Three Things Thursday highlights three things I am paying attention to as an epidemiologist each week. Once again (like it has been for the past two months) it has been a banner week for health news. The CDC trackers for respiratory diseases were updated on February 15 (which is encouraging). The rate of influenza is still VERY high in the United States. All indicators, including wastewater, show that COVID is decreasing (or remaining low) across the country. The norovirus tracker (NoroSTAT) has not been updated since the beginning of February.
This week’s news centers around the Texas measles outbreak and how the Trump Administration is handling/not handling H5N1 and NOT preparing for next year’s influenza season.
A child has died of measles in Texas, the first pediatric measles death in the US since 2003. Secretary Kennedy has downplayed the measles death saying that such outbreaks are “a commonplace event.” He also incorrectly said that the 18 hospitalized patients were being kept "mainly for quarantine" reasons.
THIS IS NOT TRUE.
These kids are hospitalized because they are severely sick.
Additionally, the FDA (under Kennedy’s leadership) canceled its vaccine advisory committee (without explanation). This was the meeting committee members were to discuss and vote on the make-up of next year’s influenza vaccine.
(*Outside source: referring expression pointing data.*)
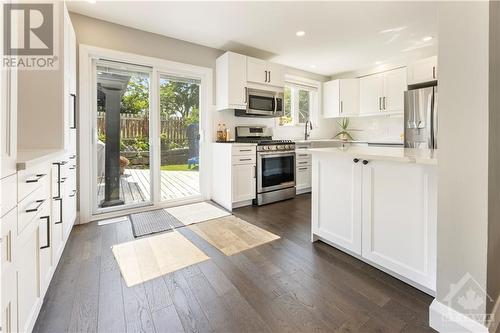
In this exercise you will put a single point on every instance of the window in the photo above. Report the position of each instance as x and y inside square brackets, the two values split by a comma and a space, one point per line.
[300, 104]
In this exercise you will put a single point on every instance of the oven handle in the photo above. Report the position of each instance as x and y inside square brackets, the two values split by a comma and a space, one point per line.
[275, 154]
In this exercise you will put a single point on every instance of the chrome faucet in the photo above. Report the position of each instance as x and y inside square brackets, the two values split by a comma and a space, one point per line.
[306, 133]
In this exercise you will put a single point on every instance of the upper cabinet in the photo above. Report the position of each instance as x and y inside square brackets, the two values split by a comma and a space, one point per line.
[424, 70]
[340, 98]
[235, 72]
[383, 92]
[263, 72]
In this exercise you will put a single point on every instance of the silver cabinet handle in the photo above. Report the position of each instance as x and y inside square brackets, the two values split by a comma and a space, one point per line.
[36, 179]
[35, 209]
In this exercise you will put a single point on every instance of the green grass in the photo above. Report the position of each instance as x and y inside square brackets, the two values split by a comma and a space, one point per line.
[178, 167]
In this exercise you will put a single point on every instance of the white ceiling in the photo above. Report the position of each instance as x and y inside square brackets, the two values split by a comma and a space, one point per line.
[340, 36]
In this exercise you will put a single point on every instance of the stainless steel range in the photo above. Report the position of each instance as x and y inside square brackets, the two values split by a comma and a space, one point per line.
[275, 164]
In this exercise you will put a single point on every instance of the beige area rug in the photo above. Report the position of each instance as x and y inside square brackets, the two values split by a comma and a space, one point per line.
[232, 235]
[198, 212]
[148, 258]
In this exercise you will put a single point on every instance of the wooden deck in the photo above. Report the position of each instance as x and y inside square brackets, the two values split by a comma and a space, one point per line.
[135, 185]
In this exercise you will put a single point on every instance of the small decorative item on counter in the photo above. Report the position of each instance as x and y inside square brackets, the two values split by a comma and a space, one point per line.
[344, 134]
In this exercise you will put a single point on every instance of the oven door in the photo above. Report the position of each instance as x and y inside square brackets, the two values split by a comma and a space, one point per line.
[275, 171]
[261, 103]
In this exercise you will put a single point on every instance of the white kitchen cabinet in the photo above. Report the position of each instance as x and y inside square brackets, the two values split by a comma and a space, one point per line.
[422, 71]
[394, 88]
[371, 91]
[399, 219]
[336, 211]
[8, 225]
[233, 174]
[264, 72]
[381, 211]
[243, 182]
[231, 81]
[340, 98]
[383, 92]
[28, 278]
[8, 122]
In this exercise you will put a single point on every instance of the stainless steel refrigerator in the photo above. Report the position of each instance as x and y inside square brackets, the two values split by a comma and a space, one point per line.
[420, 119]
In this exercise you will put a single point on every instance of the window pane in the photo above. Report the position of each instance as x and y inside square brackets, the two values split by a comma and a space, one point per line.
[304, 105]
[287, 114]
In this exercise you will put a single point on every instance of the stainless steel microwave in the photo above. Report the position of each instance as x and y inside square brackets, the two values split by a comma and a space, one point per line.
[262, 103]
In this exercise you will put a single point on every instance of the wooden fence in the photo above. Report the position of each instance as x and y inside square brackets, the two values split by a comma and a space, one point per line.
[133, 126]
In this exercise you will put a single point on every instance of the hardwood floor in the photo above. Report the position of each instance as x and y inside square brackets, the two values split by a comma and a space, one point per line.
[288, 285]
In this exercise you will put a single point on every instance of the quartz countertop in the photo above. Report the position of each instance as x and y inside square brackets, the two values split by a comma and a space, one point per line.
[407, 155]
[27, 158]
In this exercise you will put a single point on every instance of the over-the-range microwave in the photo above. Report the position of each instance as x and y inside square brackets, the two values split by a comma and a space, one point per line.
[262, 103]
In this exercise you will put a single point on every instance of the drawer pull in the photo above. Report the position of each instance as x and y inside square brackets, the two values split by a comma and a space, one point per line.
[47, 218]
[36, 179]
[60, 210]
[39, 202]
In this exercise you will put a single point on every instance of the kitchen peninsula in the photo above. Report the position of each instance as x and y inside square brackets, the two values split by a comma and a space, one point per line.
[379, 205]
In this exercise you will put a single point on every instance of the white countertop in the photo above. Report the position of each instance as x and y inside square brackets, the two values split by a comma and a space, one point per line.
[27, 158]
[408, 155]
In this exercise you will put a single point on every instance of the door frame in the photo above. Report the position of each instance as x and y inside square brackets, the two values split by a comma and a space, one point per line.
[87, 128]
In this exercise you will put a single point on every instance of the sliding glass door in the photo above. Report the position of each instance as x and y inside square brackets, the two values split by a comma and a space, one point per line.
[122, 154]
[179, 105]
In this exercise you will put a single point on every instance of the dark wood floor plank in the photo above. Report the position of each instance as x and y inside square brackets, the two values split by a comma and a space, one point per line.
[288, 285]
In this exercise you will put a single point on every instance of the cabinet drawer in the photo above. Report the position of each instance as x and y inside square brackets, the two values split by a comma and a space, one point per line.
[9, 193]
[32, 207]
[29, 180]
[244, 159]
[244, 150]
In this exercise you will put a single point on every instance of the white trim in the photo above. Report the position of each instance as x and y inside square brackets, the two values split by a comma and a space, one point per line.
[87, 127]
[444, 319]
[494, 324]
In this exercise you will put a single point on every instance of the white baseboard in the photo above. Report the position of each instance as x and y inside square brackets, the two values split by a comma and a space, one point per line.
[495, 323]
[444, 319]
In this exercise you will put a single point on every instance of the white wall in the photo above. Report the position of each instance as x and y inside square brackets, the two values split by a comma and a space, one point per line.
[463, 139]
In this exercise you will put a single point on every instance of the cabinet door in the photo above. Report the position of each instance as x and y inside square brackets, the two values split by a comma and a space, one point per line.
[8, 122]
[257, 71]
[349, 97]
[331, 99]
[399, 219]
[276, 75]
[243, 182]
[422, 71]
[336, 212]
[303, 177]
[371, 91]
[28, 276]
[394, 87]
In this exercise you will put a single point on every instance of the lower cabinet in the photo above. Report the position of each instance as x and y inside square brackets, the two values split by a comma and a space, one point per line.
[384, 212]
[243, 182]
[400, 219]
[337, 202]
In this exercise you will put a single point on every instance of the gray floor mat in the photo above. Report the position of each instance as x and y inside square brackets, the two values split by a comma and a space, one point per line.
[152, 222]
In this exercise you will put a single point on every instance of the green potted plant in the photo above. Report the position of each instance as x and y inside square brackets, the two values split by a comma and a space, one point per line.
[344, 133]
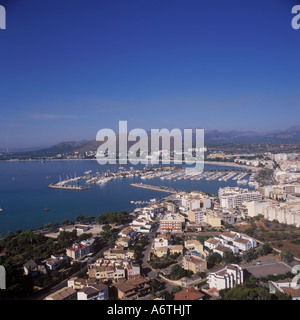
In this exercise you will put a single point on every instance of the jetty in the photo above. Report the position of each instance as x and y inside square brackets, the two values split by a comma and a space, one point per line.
[67, 187]
[155, 188]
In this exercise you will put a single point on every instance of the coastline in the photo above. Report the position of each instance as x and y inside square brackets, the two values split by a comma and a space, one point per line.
[217, 163]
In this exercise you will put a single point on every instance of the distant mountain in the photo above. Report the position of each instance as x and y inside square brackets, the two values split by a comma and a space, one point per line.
[212, 137]
[291, 135]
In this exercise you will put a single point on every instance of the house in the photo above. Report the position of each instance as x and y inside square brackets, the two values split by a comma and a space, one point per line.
[226, 277]
[162, 240]
[172, 222]
[93, 292]
[78, 283]
[220, 249]
[243, 244]
[212, 243]
[189, 294]
[105, 273]
[287, 287]
[29, 267]
[119, 253]
[127, 232]
[65, 293]
[133, 270]
[194, 264]
[79, 250]
[54, 261]
[131, 287]
[176, 249]
[230, 236]
[123, 242]
[35, 270]
[193, 245]
[161, 251]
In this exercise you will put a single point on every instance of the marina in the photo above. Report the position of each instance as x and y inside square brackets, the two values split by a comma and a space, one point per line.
[109, 189]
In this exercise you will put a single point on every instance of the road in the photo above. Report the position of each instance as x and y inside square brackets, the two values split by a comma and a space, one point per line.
[64, 283]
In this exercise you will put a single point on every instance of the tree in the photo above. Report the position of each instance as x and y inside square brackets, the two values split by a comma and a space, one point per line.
[249, 255]
[214, 258]
[287, 256]
[48, 225]
[177, 272]
[106, 228]
[229, 257]
[265, 249]
[80, 218]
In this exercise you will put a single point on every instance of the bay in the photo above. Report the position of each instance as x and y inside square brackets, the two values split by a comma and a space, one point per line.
[24, 192]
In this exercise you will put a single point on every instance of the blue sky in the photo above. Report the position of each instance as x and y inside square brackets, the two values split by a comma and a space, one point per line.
[71, 68]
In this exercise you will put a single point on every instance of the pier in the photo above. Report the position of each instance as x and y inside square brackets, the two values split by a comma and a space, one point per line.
[67, 187]
[155, 188]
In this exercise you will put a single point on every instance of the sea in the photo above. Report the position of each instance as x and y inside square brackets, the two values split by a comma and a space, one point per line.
[24, 192]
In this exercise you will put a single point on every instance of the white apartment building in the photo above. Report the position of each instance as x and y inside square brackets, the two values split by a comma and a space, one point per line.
[256, 207]
[93, 292]
[226, 278]
[233, 197]
[288, 213]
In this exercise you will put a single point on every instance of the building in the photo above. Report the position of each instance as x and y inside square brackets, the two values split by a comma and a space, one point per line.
[287, 287]
[79, 250]
[35, 270]
[212, 243]
[172, 222]
[194, 245]
[93, 292]
[133, 270]
[196, 216]
[288, 213]
[176, 249]
[65, 293]
[123, 242]
[194, 264]
[233, 197]
[161, 251]
[255, 208]
[213, 220]
[131, 287]
[162, 240]
[54, 261]
[189, 294]
[226, 277]
[128, 232]
[243, 244]
[105, 273]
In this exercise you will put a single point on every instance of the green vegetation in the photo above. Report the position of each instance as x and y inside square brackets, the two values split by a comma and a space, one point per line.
[244, 293]
[108, 217]
[163, 262]
[177, 272]
[265, 177]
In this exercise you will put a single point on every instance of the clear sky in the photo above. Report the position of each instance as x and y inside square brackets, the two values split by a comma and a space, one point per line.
[70, 68]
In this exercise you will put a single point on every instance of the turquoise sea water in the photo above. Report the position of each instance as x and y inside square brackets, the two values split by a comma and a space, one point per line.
[24, 192]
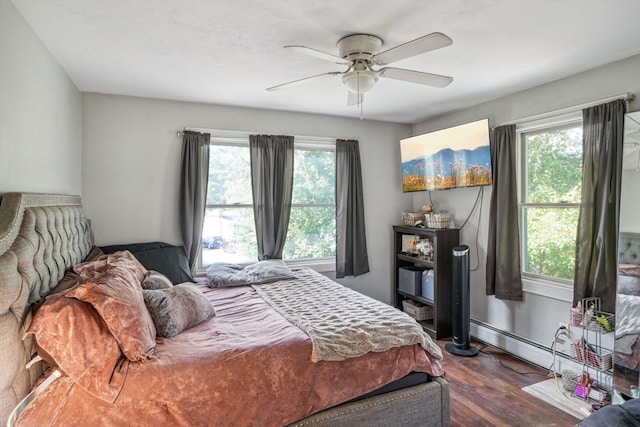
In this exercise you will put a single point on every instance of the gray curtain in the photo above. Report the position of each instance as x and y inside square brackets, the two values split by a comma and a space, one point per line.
[351, 242]
[503, 250]
[597, 237]
[194, 176]
[272, 186]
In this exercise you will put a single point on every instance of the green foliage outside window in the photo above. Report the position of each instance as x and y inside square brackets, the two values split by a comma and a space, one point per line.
[551, 198]
[311, 232]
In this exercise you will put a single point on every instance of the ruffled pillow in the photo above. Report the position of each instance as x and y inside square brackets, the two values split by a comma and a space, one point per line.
[115, 291]
[71, 335]
[177, 308]
[155, 280]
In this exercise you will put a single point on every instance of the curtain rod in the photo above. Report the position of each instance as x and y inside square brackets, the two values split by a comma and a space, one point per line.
[240, 134]
[627, 97]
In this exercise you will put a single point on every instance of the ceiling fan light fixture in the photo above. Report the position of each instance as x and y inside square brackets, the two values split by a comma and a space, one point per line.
[360, 81]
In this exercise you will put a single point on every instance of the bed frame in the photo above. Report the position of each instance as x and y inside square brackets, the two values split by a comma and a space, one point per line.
[42, 235]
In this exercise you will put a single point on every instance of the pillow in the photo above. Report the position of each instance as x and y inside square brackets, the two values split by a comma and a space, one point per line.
[115, 292]
[170, 261]
[71, 335]
[177, 308]
[159, 256]
[124, 261]
[224, 275]
[268, 271]
[629, 270]
[69, 280]
[154, 280]
[134, 247]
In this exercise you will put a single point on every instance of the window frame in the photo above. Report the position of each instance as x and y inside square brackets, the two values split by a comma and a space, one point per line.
[241, 139]
[561, 289]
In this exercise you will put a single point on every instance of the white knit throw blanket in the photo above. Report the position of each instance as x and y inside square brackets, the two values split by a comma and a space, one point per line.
[342, 323]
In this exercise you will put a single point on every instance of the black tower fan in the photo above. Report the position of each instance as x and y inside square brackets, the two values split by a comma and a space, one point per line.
[461, 341]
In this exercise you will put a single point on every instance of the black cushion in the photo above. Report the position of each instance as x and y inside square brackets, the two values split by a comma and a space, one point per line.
[159, 256]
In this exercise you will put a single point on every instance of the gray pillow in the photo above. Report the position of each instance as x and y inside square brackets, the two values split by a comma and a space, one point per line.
[267, 271]
[224, 275]
[221, 275]
[178, 308]
[155, 280]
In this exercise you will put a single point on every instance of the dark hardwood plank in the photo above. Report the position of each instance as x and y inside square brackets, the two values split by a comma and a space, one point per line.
[486, 390]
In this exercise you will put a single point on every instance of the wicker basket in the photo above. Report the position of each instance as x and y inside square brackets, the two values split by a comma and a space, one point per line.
[438, 220]
[417, 310]
[410, 218]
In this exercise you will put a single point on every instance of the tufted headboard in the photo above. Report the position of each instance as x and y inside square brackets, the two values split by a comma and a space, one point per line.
[629, 248]
[41, 235]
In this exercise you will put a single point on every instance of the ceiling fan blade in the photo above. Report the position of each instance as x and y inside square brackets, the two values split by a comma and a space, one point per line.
[318, 54]
[295, 82]
[419, 77]
[420, 45]
[354, 98]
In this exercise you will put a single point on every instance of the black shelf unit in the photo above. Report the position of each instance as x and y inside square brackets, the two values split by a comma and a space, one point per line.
[443, 240]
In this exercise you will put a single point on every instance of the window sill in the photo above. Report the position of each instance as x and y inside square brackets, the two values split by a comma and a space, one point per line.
[547, 288]
[321, 265]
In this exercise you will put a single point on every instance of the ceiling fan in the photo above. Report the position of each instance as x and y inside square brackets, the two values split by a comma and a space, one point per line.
[361, 53]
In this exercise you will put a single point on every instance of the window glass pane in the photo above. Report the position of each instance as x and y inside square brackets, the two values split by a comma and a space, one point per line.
[550, 241]
[554, 165]
[311, 234]
[314, 177]
[229, 175]
[228, 235]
And while the White House is touting its investment of $1 billion to fight H5N1 in poultry, this investment is economic (to reduce the price of eggs). To prevent a H5N1 epidemic, we need to do more than worry about egg prices. We need a comprehensive public health plan that includes monitoring the disease in poultry, wild birds, dairy cows, and people, among other things (like investments in personal protective equipment and research into vaccines, rapid tests, and treatments for H5N1 infections.
We are facing some really big public health problems.
Taylor Swift’s song Bad Blood has been on repeat in my mind…
“Now we got problems
And I don't think we can solve 'em
You made a really deep cut
And, baby, now we got bad blood…Did you think we'd be fine?
Still got scars on my back from your knife
So don't think it's in the past
These kind of wounds, they last and they last
Now did you think it all through?Band-aids don't fix bullet holes
You say sorry just for show…Now we got problems
And I don't think we can solve 'em
You made a really deep cut
And, baby, now we got bad blood…”
Hoping this post helps to educate and empower you
to be healthy and create healthy communities.
Child in Texas Dies from Measles
The measles outbreak in Texas has increased to 124 cases. And on Wednesday, the Texas Department of State Health Services announced that an unvaccinated, school-aged child has died from the disease. The patient was hospitalized in Lubbock. Currently 18 other children in Texas are hospitalized with severe symptoms, including pneumonia and swelling of the brain, associated with measles.
Measles is HIGHLY contagious.
In addition to the outbreak in Texas, there are new cases in Kentucky and Los Angeles/Orange County.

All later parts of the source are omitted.